Designing solutions in each of these technologies of big-iron, virtualization, clusters & grid and in Cloud world has really been challenging and keeps the job lively…

Thursday, January 3, 2013

Small & Big Data processing philosophies

In this first post of 2013, I would like to cover some fundamental philosophical aspects of “data” & “processing”.
As the buzz around “Big Data” going on high, I have classified the original structured, relational data as “small data” even though some very large databases I have seen having 100+ Terabytes of data with an IO volume of 150+ Terabytes per day.  
Present day data processing predominantly uses Von-Neumann architecture of computing in which “Data” and its “processing” are distinct and separated into “memory” and “processor” connected by a “bus”.  Any data that need to be processed will be moved into processor using the bus and then the required arithmetic or logical operation happens on it producing the “result” of the operation. Then the result will be moved to “memory/storage” for further reference.  Also, the list of operations to be performed (the processing logic or program) is stored in the “memory” as well. One needs to move the next instruction to be carried out into the processor from memory using the bus.
So in essence both the data and the operation that needs performing will be in memory which can’t process data and the facility that can process data is always dependent on the memory in the Von-Neumann architecture.
Traditionally, the “data” has been moved into a place where the processing logic is deployed as the amount of data is small when compared to the amount of processing needed is relatively large involving the complex logic.

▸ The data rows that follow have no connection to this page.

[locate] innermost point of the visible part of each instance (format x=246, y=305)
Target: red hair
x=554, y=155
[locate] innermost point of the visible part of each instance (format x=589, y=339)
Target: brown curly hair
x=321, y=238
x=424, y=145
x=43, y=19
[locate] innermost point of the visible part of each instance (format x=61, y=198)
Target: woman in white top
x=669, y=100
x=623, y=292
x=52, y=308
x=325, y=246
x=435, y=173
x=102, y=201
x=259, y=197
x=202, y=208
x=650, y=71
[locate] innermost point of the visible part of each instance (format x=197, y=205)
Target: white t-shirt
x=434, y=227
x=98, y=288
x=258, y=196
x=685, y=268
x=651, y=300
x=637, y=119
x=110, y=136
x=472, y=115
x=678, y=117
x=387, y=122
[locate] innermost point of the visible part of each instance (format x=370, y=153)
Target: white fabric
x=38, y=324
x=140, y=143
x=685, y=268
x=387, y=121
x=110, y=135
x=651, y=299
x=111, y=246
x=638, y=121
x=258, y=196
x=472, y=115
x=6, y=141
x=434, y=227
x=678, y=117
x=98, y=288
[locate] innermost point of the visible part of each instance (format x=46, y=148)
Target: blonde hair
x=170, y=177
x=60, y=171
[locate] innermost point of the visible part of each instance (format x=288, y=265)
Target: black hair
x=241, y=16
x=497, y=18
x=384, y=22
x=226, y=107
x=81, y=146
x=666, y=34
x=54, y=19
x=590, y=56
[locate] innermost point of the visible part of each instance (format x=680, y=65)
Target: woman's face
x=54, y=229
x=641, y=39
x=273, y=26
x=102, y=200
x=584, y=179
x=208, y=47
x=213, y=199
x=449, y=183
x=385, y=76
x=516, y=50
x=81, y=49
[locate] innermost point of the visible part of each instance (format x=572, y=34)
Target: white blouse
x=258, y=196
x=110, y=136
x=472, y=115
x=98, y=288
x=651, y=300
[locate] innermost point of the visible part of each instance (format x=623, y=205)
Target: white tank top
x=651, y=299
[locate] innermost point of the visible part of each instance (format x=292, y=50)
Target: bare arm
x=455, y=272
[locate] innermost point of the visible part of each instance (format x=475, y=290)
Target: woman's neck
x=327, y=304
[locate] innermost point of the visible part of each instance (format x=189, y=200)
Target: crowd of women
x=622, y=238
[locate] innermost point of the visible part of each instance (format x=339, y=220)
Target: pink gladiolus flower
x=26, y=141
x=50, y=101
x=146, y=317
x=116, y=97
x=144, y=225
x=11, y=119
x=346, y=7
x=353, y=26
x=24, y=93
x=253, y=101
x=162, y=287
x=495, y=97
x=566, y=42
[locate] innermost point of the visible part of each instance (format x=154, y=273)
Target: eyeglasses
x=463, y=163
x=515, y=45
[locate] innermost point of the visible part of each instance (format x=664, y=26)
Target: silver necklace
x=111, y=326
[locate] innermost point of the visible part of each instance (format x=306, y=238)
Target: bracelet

In the RDBMS engines like Oracle read the blocks of storage into the SGA buffer cache of running database instance for processing. The transactions were modifying small amounts of data at any given time.

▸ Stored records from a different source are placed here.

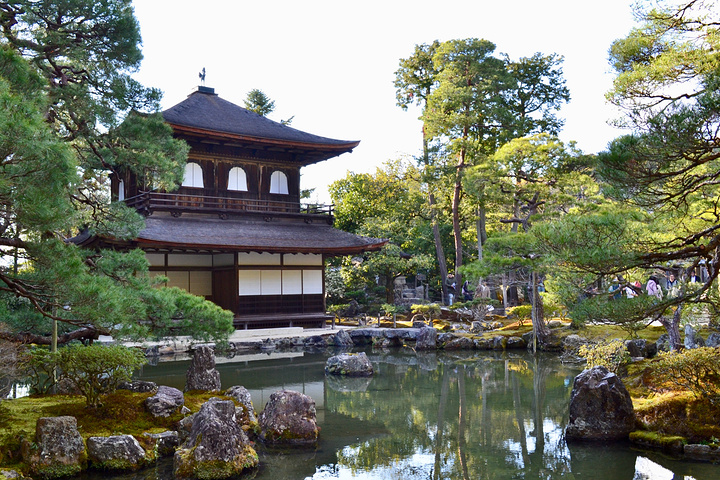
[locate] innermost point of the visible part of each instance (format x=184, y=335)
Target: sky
x=331, y=64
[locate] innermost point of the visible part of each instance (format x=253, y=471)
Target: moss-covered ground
x=122, y=412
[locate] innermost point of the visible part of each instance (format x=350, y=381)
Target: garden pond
x=461, y=415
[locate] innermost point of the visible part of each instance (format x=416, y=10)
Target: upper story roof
x=203, y=114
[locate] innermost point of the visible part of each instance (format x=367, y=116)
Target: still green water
x=430, y=416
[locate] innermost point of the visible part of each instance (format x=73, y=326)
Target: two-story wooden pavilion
x=235, y=232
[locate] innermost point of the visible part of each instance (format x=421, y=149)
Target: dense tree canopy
x=71, y=114
x=661, y=181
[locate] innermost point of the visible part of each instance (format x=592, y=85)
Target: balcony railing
x=149, y=202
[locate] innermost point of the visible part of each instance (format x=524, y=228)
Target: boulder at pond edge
x=600, y=407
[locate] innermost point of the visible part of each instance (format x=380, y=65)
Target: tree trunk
x=481, y=231
x=457, y=232
x=540, y=331
x=672, y=325
x=439, y=250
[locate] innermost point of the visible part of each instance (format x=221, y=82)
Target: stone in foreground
x=244, y=413
x=217, y=447
x=202, y=374
x=59, y=449
x=350, y=364
x=289, y=418
x=117, y=452
x=165, y=402
x=426, y=339
x=600, y=407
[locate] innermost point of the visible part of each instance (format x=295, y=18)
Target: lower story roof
x=207, y=232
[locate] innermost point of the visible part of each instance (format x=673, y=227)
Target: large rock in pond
x=163, y=443
x=58, y=450
x=244, y=412
x=217, y=447
x=117, y=452
x=692, y=338
x=600, y=407
x=202, y=374
x=342, y=339
x=289, y=418
x=165, y=402
x=350, y=364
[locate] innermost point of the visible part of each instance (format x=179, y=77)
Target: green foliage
x=696, y=370
x=521, y=311
x=70, y=116
x=612, y=355
x=334, y=285
x=95, y=370
x=628, y=314
x=39, y=365
x=337, y=308
x=256, y=101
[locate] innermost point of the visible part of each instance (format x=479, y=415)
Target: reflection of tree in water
x=475, y=418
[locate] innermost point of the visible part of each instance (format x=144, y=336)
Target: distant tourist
x=653, y=288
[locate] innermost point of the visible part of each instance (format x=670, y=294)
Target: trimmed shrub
x=612, y=355
x=96, y=369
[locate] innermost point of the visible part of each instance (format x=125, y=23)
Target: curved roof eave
x=336, y=148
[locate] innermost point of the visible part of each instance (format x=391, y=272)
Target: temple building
x=236, y=231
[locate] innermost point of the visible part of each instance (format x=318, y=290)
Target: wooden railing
x=148, y=202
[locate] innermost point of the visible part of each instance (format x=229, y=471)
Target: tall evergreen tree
x=71, y=115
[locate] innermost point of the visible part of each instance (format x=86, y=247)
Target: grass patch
x=122, y=412
x=668, y=412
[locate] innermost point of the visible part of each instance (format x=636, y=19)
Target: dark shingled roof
x=205, y=110
x=213, y=233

Over a period of time “analytical processing” that required to bring huge amounts of data from storage into processing node which created a bottleneck on the network pipe. Add to that there is a large growth in the semi-structured and unstructured data that started flowing which needed a different philosophy towards data processing.
There comes the HDFS and map-reduce framework of Hadoop which took the processing to the data. During the same time comes Oracle Exadata which took the database processing to storage layer with a feature called “query offloading”
In the new paradigm, the snippets of processing logic are being taken to a cluster of connected nodes where the data mapped with a hashing algorithm resides and results of processing then reduced to finally produce result sets. It is now becoming economical to take the processing to data as the amount of data is relatively large and the required processing is fairly simple tasks of matching, aggregating, indexing etc.,
So, we now have choice of taking small amounts of data to complex processing with structured RDBMS engines with shared-everything architecture of traditional model as well as taking processing to data in the shared-nothing big data architectures. It purely depends on the type of “data processing” problem in hand and neither traditional RDBMS technologies will be replaced by new big data architectures, nor could the new big-data problems be solved by traditional RDBMS technologies. They go hand-in-hand complementing each other while adding value to the business when properly implemented.
The non-Von-Neumann architectures still need better attention by the technologists which will probably hold the key to the way human brain processes and deals with the information seamlessly either it is structured or non-structured streams of voice, video etc., with ease. 
Any non-Von-Neumann architecture enthusiasts over here?